La brume donnait une teinte floue à la lune. Le ciel était sombre, pourtant dégagé, seules quelques étoiles ornaient sa couverture d'un bleu nuit. L'air était si pur, si doux... Si l'on tendait l'oreille, on pouvait aisément écouter la respiration d'un oiseau dormant paisiblement jusqu'au levé du matin. Cette nuit était agréable, comme toujours. C'était comme si la planète toute entière s'était arrêtée dans sa lente rotation quotidienne. Le temps semblait figé, et seul la respiration de cet oiseau indiquait un quelconque signe de vie.

Hideto se tenait face à un arbre de taille moyenne. D'un geste rapide, précis et même discret, son bras se lança dans une course effrénée, puis ses doigts s'ouvrirent, laissant une petite pierre s'échapper de sa paume. En une fraction de seconde, l'oiseau tomba de son nid, complètement assommé. Le jeune homme fit deux pas en avant et s'empara du petit être blessé. Il se balada pendant une quinzaine de minutes, l'oiseau en main, jusqu'à ce qu'il eût trouvé une marionnette qui se salirait à sa place. Le pantin? Un chat errant, bien maigre et certainement bien affamé. Le félin ne broncha même pas à l'arrivée de l'inconnu, peut-être se doutait-il qu'il allait lui accorder un jour de plus en ce bas monde. Ce fut le cas, puisqu'Hideto déposa devant son museau le petit oiseau endolori. Sans réclamer son reste, le chat dévora l'oiseau en un instant. Le jeune homme se délecta de ce spectacle morbide, à tel point qu'un rictus s'était formé au coin de ses lèvres.

Mais trêve de plaisanterie. Les animaux n'étaient franchement pas joueurs. Les torturer avant d'en finir avec eux n'avait rien d'amusant. Même démembrer ce pauvre chat rassasié l'avait profondément ennuyé. Il en avait même honte. De toute manière, peu de choses l'intéressaient et tant d'autres perdaient de leur éclat.
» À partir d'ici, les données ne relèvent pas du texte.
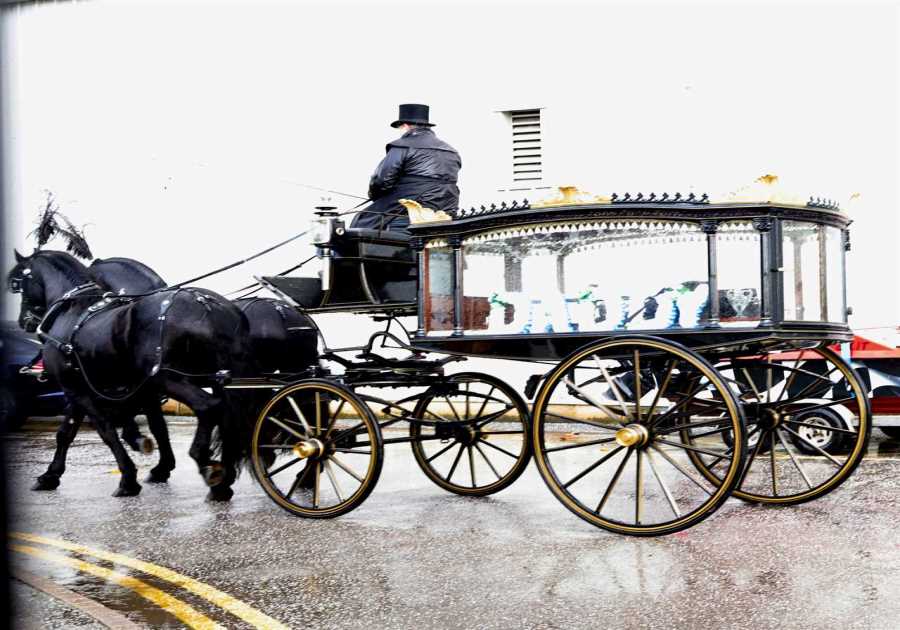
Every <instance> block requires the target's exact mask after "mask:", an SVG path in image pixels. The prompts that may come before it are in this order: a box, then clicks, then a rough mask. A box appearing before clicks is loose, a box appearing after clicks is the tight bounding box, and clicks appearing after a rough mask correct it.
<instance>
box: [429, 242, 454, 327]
mask: <svg viewBox="0 0 900 630" xmlns="http://www.w3.org/2000/svg"><path fill="white" fill-rule="evenodd" d="M424 308H425V330H426V332H428V333H437V334H442V333H446V334H449V333H450V332H452V331H453V252H452V250H451V249H450V248H449V247H447V246H445V245H442V244H441V243H435V244H432V243H429V244H428V245H426V249H425V305H424Z"/></svg>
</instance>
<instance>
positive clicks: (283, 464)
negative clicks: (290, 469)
mask: <svg viewBox="0 0 900 630" xmlns="http://www.w3.org/2000/svg"><path fill="white" fill-rule="evenodd" d="M299 461H301V460H300V458H299V457H295V458H294V459H292V460H291V461H289V462H288V463H286V464H283V465H281V466H279V467H278V468H276V469H275V470H269V471H266V476H267V477H269V478H270V479H271V478H272V477H274V476H275V475H277V474H278V473H280V472H281V471H282V470H286V469H288V468H290V467H291V466H293V465H294V464H296V463H297V462H299Z"/></svg>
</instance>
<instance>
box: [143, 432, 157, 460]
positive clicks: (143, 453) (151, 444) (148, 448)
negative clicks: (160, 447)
mask: <svg viewBox="0 0 900 630" xmlns="http://www.w3.org/2000/svg"><path fill="white" fill-rule="evenodd" d="M140 444H141V452H142V453H143V454H144V455H150V454H152V453H153V451H154V450H156V442H154V441H153V438H148V437H146V436H145V437H142V438H141V440H140Z"/></svg>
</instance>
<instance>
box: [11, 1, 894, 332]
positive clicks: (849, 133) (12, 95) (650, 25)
mask: <svg viewBox="0 0 900 630" xmlns="http://www.w3.org/2000/svg"><path fill="white" fill-rule="evenodd" d="M417 27H418V28H419V29H420V31H419V32H416V30H414V29H416V28H417ZM3 29H4V35H5V37H4V50H3V62H4V63H3V68H2V71H3V76H4V80H5V88H6V89H5V95H4V96H5V98H6V101H5V103H4V105H5V107H6V111H7V115H8V116H9V122H10V125H9V126H8V127H7V136H6V138H4V149H5V150H6V156H7V160H8V161H7V164H6V172H5V173H4V176H5V186H4V189H5V190H4V192H5V194H6V196H7V197H6V199H7V202H8V206H7V207H8V208H10V209H11V213H10V216H8V217H6V220H7V223H8V226H9V227H10V232H9V234H11V236H10V239H11V240H10V243H9V244H10V245H14V246H16V247H19V248H21V249H24V250H27V251H30V249H31V244H30V243H29V241H28V240H27V239H26V238H25V234H26V232H27V231H28V230H30V229H31V224H32V221H33V220H34V217H35V216H36V215H37V210H38V207H39V205H40V201H41V199H42V196H43V192H42V191H43V190H44V189H50V190H53V191H54V192H55V193H56V195H57V197H58V199H59V202H60V205H61V207H62V208H63V211H64V212H65V213H67V214H69V215H70V216H71V217H72V218H74V219H75V220H76V222H78V223H86V224H88V236H89V238H90V241H91V243H92V245H93V247H94V250H95V254H96V255H98V256H100V257H104V256H115V255H127V256H131V257H134V258H138V259H141V260H144V261H145V262H147V263H148V264H150V265H151V266H153V267H154V268H156V269H157V270H158V271H159V272H160V273H161V274H162V275H163V276H164V277H165V278H166V279H168V280H170V281H177V280H181V279H184V278H186V277H189V276H192V275H195V274H197V273H199V272H202V271H204V270H206V269H209V268H212V267H214V266H218V265H221V264H224V263H227V262H231V261H232V260H234V259H236V258H238V257H241V256H243V255H246V254H249V253H252V252H254V251H257V250H259V249H262V248H264V247H265V246H267V245H269V244H270V243H272V242H274V241H276V240H278V239H280V238H283V237H285V236H287V235H289V234H292V233H295V232H298V231H300V230H301V229H303V226H304V225H305V222H306V219H307V217H309V214H310V210H311V208H312V206H314V205H315V204H316V202H317V200H318V198H319V196H320V194H319V193H316V192H314V191H310V190H308V189H304V188H302V187H299V186H296V185H293V184H291V183H288V180H290V181H294V182H301V183H309V184H314V185H318V186H323V187H327V188H335V189H338V190H343V191H346V192H351V193H355V194H364V193H365V192H366V186H367V181H368V176H369V174H370V173H371V171H372V169H373V168H374V166H375V164H376V163H377V161H378V160H379V159H380V157H381V155H382V153H383V144H384V143H385V142H386V141H389V140H390V139H392V137H393V136H394V133H393V130H392V129H390V128H389V127H388V126H387V123H388V122H390V120H392V119H393V117H394V115H395V113H396V106H397V104H398V103H401V102H425V103H429V104H430V105H431V106H432V118H433V119H434V120H435V121H436V122H437V123H438V124H439V125H438V127H437V128H436V130H437V132H438V133H439V134H440V135H441V136H442V137H443V138H444V139H446V140H448V141H449V142H450V143H451V144H453V145H455V146H456V147H457V148H458V149H459V150H460V152H461V153H462V156H463V163H464V168H463V171H462V173H461V189H462V194H463V201H464V203H469V204H479V203H483V202H485V201H487V202H490V201H491V200H493V199H494V198H496V192H495V191H496V190H497V189H498V188H502V187H503V186H505V185H506V184H507V183H508V182H507V181H505V178H506V177H507V173H508V172H509V162H508V160H509V151H508V146H507V145H506V144H505V143H506V142H507V140H508V136H507V133H508V128H507V126H506V123H505V121H504V120H503V118H502V117H501V116H500V115H499V114H497V113H495V112H496V111H497V110H502V109H508V108H513V107H523V106H524V107H530V106H535V105H539V106H543V107H545V108H546V109H545V110H544V116H545V119H544V120H545V122H544V129H545V135H546V139H545V153H546V154H547V156H548V159H547V163H548V164H547V166H548V169H549V173H548V178H549V179H550V180H551V181H554V182H559V183H578V184H581V185H582V186H584V187H586V188H588V189H590V190H592V191H594V192H598V193H599V192H612V191H626V190H627V191H643V192H645V193H646V192H649V191H651V190H655V191H676V190H678V191H682V192H685V191H687V190H688V189H690V188H692V189H693V190H695V191H698V192H710V193H717V192H722V191H728V190H732V189H734V188H735V187H737V186H739V185H742V184H745V183H747V182H749V181H751V180H752V179H754V178H755V177H757V176H758V175H760V174H762V173H765V172H773V173H777V174H779V175H780V176H781V177H782V181H783V182H784V183H785V184H786V185H787V186H788V187H791V188H794V189H795V190H797V191H799V192H801V193H806V192H807V191H808V192H809V194H814V195H817V196H823V197H831V198H834V199H838V200H846V199H847V198H848V197H849V196H850V195H851V194H852V193H856V192H858V193H860V194H861V198H860V202H859V203H858V204H856V206H855V207H852V208H851V209H850V212H851V214H852V216H853V218H854V219H855V223H854V226H853V246H854V249H853V255H852V259H851V267H850V302H851V304H852V305H853V306H854V307H855V309H856V315H855V316H854V319H853V324H854V325H856V326H858V327H866V326H875V325H892V324H893V325H896V324H897V323H900V305H898V291H897V289H898V286H900V258H898V254H897V242H898V237H900V233H898V232H900V221H898V210H897V208H898V190H897V179H898V178H897V174H898V151H897V146H898V137H900V136H898V129H900V127H898V120H897V116H898V111H900V107H898V105H900V103H898V94H897V86H898V51H897V40H898V37H897V35H898V17H897V11H896V8H895V7H894V6H893V5H891V4H886V3H885V4H881V5H875V6H871V5H870V6H862V7H857V6H856V5H855V4H852V3H846V4H843V5H832V6H829V7H818V6H813V5H812V4H795V5H789V6H782V5H774V4H772V5H756V6H740V5H729V6H718V5H679V6H674V5H673V6H666V7H660V6H657V5H650V4H635V5H633V6H616V5H598V4H595V3H561V2H557V3H550V2H546V3H511V2H494V3H429V4H427V5H425V4H420V3H414V4H413V3H410V4H387V3H378V4H375V3H372V4H364V3H348V2H331V3H327V4H326V3H321V4H314V3H301V4H287V3H285V4H276V3H265V4H263V3H244V4H241V3H234V4H229V5H220V4H212V3H205V2H195V3H159V2H157V3H152V4H150V3H135V2H119V3H115V4H112V3H108V2H91V3H77V4H68V3H53V4H39V5H28V6H23V7H21V8H16V9H6V10H5V11H4V14H3ZM335 200H337V201H339V203H340V205H342V206H349V205H353V204H355V203H356V202H355V201H353V200H351V199H346V198H340V197H335ZM301 250H302V248H299V247H298V248H288V249H287V250H286V251H281V252H279V253H278V254H276V255H273V256H271V257H267V258H266V259H263V260H262V261H260V262H259V263H258V264H257V263H253V264H251V265H249V266H248V267H249V268H247V267H245V268H239V269H237V270H235V271H233V272H229V273H228V274H225V275H224V276H222V277H219V278H216V279H211V280H210V281H209V283H208V286H210V288H213V289H217V290H221V291H227V290H229V289H232V288H235V287H237V286H240V285H242V284H246V283H247V282H248V280H249V277H250V274H251V273H271V272H273V271H277V270H281V269H283V268H286V267H288V266H290V265H291V264H292V262H294V261H295V260H297V259H298V258H299V257H300V256H302V255H304V254H305V251H301ZM10 251H11V250H10ZM10 256H11V254H10ZM9 262H10V261H7V264H8V263H9ZM337 319H341V318H337ZM350 321H354V320H351V319H347V320H346V321H345V323H348V322H350ZM356 321H357V322H358V319H357V320H356ZM349 328H350V327H349V326H345V324H336V328H335V330H336V331H337V333H336V334H337V335H338V336H339V337H344V336H346V337H347V338H348V343H350V342H352V341H353V340H352V339H350V337H351V335H350V334H349ZM356 329H359V326H358V325H357V326H356ZM335 343H337V342H335Z"/></svg>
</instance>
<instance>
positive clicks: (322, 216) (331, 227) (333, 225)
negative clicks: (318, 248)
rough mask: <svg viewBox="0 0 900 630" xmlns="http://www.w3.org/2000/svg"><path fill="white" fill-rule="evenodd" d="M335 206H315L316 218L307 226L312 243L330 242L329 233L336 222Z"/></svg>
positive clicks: (329, 233) (336, 213)
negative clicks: (307, 226)
mask: <svg viewBox="0 0 900 630" xmlns="http://www.w3.org/2000/svg"><path fill="white" fill-rule="evenodd" d="M335 210H336V208H334V207H331V206H316V218H315V219H313V220H312V221H311V223H310V226H309V233H310V237H311V240H312V242H313V244H314V245H320V246H321V245H327V244H328V243H330V242H331V234H332V230H333V228H334V224H335V223H336V222H337V216H338V214H337V212H335Z"/></svg>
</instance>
C'était toujours la même rengaine : certaines personnes souffraient de la même manière et la plupart étaient trop faibles pur lui tenir tête. Il gagnait toujours à ce jeu d'enfant. Où étaient donc les différents niveaux ou même les défis que l'on pouvait relever dans les bonus? Où était cette poigne, cette rage et cette détermination qui pimentaient la partie? Allait-il passer sa vie à gagner trop facilement? Ne pouvait-il même pas perdre, rien qu'une fois?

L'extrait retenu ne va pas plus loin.